Keystone is very much the central issue. Obama has said privately there’s nothing wrong with Keystone, but he’s pandering to the corrupt Green lobby which makes money by promoting subsidies for its own eco-energy while raising energy prices.
The Democratic Party is in hock to billionaires that are lobbying hard against Keystone. And the relationship with Canada is collateral damage for the Green lobby.
At the heart of the rift is disagreement over building the Keystone XL oil pipeline.
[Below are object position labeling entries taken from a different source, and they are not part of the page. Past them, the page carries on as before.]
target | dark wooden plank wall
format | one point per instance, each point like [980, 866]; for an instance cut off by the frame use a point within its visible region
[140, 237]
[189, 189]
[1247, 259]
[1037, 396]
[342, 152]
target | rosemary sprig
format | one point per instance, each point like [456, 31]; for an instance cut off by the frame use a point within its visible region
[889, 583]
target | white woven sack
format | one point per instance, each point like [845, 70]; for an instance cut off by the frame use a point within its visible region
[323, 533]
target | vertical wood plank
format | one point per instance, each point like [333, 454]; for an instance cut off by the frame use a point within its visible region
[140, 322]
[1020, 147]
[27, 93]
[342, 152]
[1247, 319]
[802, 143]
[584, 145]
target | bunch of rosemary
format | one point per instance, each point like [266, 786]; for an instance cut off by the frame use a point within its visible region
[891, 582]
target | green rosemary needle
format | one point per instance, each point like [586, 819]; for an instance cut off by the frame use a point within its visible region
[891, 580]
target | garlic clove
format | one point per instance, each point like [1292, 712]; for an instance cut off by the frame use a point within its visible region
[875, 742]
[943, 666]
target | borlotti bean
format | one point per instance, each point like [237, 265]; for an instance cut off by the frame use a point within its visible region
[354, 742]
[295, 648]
Harper has lobbied for it.  Obama has declined to move on it.
Last month, Allan Gotlieb, who was a Canadian ambassador to the United States through the 1980s, described the relationship between the two countries as “as cool as I ever remember.”
“The Keystone project has been handled with considerable insensitivity. Our history has been characterized by . . . a sensitivity to each other’s interests,” he told the Globe and Mail in late February. He said he thinks Obama is prioritizing a desire to “stand up to big oil” over “Canada’s interests.”’
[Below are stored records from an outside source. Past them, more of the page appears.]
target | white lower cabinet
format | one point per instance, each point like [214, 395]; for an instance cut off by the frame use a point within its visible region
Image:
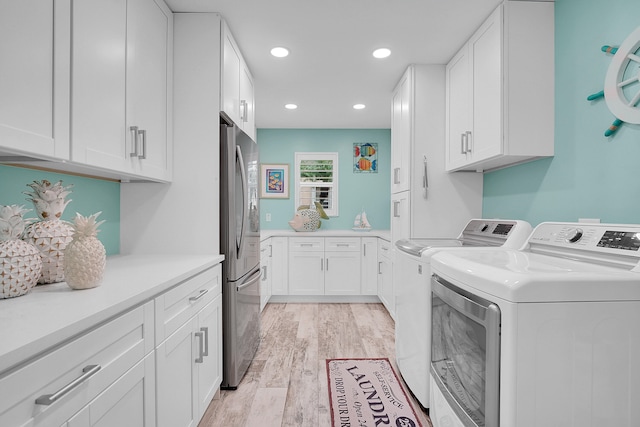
[189, 361]
[385, 277]
[266, 256]
[369, 266]
[324, 266]
[129, 402]
[96, 379]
A longtime diplomat told the Loop on Saturday that although the United States and Canada work together in dozens of areas, “the Keystone issue has hijacked the dialogue.”
And Obama’s bagman/ambassador’s diplomatic skills were also somewhat lacking for a lackey.
In public, Mr. Heyman rubbed the wrong way, too. In his first big speech in June, at Ottawa’s National Arts Centre, he did what many U.S.ambassadors have often done, stressing the positives of the relationship. But he didn’t mention Keystone. And when Frank McKenna, the former New Brunswick premier and ambassador to Washington, pressed him in an after-speech Q &A about the pipeline and the customs plaza, Mr. Heyman chided him for being negative. “I’m sorry you’re all bummed out here,” he said.
Bummed out? It rang in the ears of his Canadian government hosts, who complained Mr. Heyman had arrogantly told Canada to get over it.
A week later, three Conservative ministers trooped to an energy summit in New York, organized by Mr. Heyman’s former employer, Goldman Sachs – and behind closed doors and in public, excoriated the Obama administration for mistreating a friend with its handling of Keystone. Natural Resources Minister Greg Rickford called it “an affront in no uncertain terms.”
Is there any country Obama hasn’t ruined America’s relations with?